It’s not every day that a tattoo artist makes the transition from inking bodies to etching on canvas – it’s usually the other way round. But Belgian artist Jean-Luc Moerman has done just that. The tattoo artist draws soft, feminine, tribal-inspired tattoo-like etchings on everything from walls to people. ‘My drawings sprout up on any surfaces, from bicycles to taxidermy animals and people, and I rely on these surfaces as physical supports.’ In this exhibition, entitled ‘Epiphytes’, running at Gallery IVDE until Friday March 2, Moerman transforms Orientalist paintings by some of France’s most iconic artists of the 1800s, with impressive results. Here he explains his method.

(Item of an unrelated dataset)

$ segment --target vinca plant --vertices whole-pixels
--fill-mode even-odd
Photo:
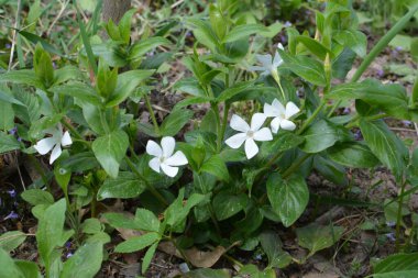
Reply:
[[[351,1],[326,2],[315,11],[314,34],[265,26],[238,12],[234,0],[184,19],[194,42],[182,54],[185,77],[172,88],[183,98],[164,119],[153,104],[163,97],[158,68],[178,46],[164,32],[132,40],[136,10],[103,25],[107,41],[90,40],[79,18],[76,63],[54,68],[50,45],[35,44],[33,69],[0,75],[0,151],[23,153],[41,177],[21,193],[36,232],[0,236],[0,277],[94,277],[109,256],[139,251],[145,276],[157,249],[197,268],[185,277],[230,277],[206,269],[221,256],[234,277],[276,277],[277,268],[344,238],[342,225],[298,222],[318,198],[306,181],[311,173],[346,187],[348,169],[378,166],[399,188],[393,204],[402,251],[402,210],[418,180],[418,153],[384,120],[417,121],[418,87],[408,94],[361,76],[418,5],[367,53]],[[279,31],[287,42],[273,43]],[[355,59],[361,65],[348,77]],[[342,103],[355,112],[341,115]],[[118,199],[135,207],[114,209]],[[123,230],[134,233],[113,241]],[[294,231],[305,255],[286,249],[277,230]],[[10,252],[31,236],[36,263],[13,259]],[[68,243],[76,251],[66,257]],[[262,251],[265,269],[240,262],[238,249]],[[416,258],[382,260],[375,277]]]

Ingres, ‘La Petite Baigneuse, Interieur de Harem’, 1828
‘This is a bather, perhaps a slave, concubine or wife. In the painting, there is the illusion that she is natural, honest and approachable.’

‘I’m intrigued by our perceptions of tattoos. A tattoo covering a woman’s back in this way would be inappropriate and shocking in reality, but drawn onto a painting, when it is purely part of an illusion, it’s appealing and converts this naïve nude into an alluring and bold figure.’

‘I focused on the woman for the actual composition of the work. Focusing on her connects the foreground with the background, and creates an overall dialogue.’